The Truth About Halloween

When it comes to scary fun, Halloween just might be the most wonderful time of the year. After all, when else can you dress up in goofy costumes, dance out into the brisk autumn air, and get free candy from the neighbors?

While Halloween is an important marker in our yearly rounds, most of us don't take it too seriously. Some people believe it's really for the kiddies and many adults delight in celebrating with fun decorations, a masquerade party or two, or hosting a creepy haunted house. And then we have those people who incorporate the macabre into their everyday life, for example Ozzy Ozbourne. Believe it or not, you can order bank checks decorated with creepy spiders, witches and bats. Yes really! Not the greatest idea for your business checks, unless of course you run a costume supply store or happen to be Ozzy's CPA.

There are those Puritans among us, of course, who completely miss the point. They denounce Halloween as a dastardly remnant of paganism, encouraging a fascination with death and even demon worship. Ironically, they're dead wrong. It might surprise you (and it would certainly surprise them!) to learn that Halloween is actually a traditional Christian holiday. Although that's not to say that it doesn't have its pagan roots...

Before Christianity took hold in the British Isles, the ancient Celts held a year-end harvest holiday call Samhain, in which they stored up food for winter, danced around a bonfire, and feasted heartily. The idea was to celebrate a bountiful year, and symbolically spit in the eye of the winter season bearing down upon them.

Two other fall festivals, the Roman holidays of Feralia and Pomona's Day, also contributed to modern Halloween. Feralia was a Roman holiday intended for mourning and remembering the dead, while Pomona's Day was a harvest festival honoring the goddess of fruits and trees. Does bobbing for apples make more sense now?

You've probably never heard of either Feralia and Pomona's Day, because in the 800s Christian authorities successfully merged those holidays with Samhain in an attempt to replace all three. The new blended holiday was called All Saints Day, and was set aside for honoring saints and martyrs. The official feast day was November 1, though people usually began observances at sunset on the previous night, All Saints Eve. Some dressed as Christian saints to frighten any evil spirits that might be lurking about, and then haunted their neighbors, begging for food.

Later, the Church established All Souls Day on November 2, for all those people who weren't saints or martyrs, and revelers went door-to-door asking for little buns called "soul cakes" to commemorate the dead of those households. By 1500 AD, the holidays were celebrated together as Hallow-Tide, which began on All Hallows Eve, October 31. After a few centuries, "All Hallow's Eve" was worn down by common usage to "Halloween."

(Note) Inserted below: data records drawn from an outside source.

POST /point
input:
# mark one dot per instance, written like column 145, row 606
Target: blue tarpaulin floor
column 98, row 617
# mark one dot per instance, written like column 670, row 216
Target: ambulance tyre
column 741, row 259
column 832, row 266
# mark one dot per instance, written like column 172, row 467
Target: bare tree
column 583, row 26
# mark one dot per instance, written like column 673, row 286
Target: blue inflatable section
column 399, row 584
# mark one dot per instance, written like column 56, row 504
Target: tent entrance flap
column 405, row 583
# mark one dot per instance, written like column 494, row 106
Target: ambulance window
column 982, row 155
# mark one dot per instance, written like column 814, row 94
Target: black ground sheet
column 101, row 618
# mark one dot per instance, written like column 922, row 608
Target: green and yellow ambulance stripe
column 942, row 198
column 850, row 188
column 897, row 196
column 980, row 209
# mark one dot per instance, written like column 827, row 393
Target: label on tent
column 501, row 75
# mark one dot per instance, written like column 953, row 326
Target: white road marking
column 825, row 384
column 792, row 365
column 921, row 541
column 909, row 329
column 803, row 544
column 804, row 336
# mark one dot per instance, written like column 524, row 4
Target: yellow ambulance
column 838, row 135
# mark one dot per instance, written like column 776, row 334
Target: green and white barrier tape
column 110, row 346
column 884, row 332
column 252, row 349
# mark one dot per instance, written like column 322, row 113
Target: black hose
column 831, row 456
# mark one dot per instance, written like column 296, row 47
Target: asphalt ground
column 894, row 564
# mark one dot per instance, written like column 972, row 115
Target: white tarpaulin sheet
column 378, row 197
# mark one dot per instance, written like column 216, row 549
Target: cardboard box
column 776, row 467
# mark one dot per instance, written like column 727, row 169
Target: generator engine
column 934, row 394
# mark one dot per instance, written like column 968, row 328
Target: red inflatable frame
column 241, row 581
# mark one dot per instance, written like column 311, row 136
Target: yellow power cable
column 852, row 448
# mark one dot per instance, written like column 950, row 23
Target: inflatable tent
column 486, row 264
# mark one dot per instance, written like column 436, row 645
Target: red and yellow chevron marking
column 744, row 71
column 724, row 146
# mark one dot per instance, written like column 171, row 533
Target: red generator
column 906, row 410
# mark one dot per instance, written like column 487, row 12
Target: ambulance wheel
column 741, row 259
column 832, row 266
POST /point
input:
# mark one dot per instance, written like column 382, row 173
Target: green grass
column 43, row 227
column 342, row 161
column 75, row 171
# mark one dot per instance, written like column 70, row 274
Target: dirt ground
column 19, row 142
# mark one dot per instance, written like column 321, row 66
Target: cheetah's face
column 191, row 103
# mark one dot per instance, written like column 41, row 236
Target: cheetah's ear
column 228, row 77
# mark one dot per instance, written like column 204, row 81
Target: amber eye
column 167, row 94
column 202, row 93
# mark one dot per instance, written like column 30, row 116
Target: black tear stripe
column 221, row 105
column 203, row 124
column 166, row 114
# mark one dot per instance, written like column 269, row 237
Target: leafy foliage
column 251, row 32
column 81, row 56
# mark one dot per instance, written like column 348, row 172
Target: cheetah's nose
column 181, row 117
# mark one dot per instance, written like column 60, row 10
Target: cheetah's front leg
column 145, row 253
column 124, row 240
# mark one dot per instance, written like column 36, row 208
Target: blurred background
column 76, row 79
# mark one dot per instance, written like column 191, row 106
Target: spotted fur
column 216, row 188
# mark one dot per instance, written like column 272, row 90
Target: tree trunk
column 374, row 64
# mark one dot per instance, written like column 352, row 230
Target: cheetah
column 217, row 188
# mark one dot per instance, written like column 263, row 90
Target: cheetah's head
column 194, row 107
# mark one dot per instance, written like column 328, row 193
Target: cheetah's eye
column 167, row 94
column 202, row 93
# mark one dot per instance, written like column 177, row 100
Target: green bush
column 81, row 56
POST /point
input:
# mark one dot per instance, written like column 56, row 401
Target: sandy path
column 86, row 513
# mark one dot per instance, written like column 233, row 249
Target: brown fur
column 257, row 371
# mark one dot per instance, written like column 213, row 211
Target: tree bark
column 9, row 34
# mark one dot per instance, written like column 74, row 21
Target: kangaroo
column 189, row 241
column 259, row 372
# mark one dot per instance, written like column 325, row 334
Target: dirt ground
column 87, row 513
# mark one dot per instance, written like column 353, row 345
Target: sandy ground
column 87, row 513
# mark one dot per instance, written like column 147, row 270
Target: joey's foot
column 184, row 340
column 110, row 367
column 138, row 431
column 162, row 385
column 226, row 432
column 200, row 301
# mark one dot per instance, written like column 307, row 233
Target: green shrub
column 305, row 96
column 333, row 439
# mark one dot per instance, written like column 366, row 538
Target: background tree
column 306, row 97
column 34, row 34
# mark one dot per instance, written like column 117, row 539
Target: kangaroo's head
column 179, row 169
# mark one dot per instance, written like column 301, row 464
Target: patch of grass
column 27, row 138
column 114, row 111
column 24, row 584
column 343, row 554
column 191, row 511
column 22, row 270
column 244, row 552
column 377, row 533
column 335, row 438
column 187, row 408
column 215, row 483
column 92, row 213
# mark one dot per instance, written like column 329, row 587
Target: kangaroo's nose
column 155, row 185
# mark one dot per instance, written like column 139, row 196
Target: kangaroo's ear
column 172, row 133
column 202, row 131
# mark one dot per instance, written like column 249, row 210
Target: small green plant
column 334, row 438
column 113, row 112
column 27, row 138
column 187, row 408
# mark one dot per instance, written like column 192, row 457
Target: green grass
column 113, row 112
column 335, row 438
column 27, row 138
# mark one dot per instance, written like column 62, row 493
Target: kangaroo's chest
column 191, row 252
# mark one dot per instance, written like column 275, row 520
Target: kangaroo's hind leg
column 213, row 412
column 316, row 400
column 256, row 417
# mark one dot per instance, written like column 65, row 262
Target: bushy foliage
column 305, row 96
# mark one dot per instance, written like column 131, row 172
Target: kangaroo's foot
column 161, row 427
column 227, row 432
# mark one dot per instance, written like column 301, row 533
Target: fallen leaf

So despite the rhetoric, Halloween is in fact a holy holiday. Sure, it has its ancient, pre-Christian roots; most holidays to. And if some of those roots are associated with mourning, well, others are associated with hope, renewal, love of life, and good fun. Maybe you didn't know that intellectually when you ordered that Nightmare Before Christmas checkbook cover with Jack Skellington on it -- but you knew it in your heart, didn't you?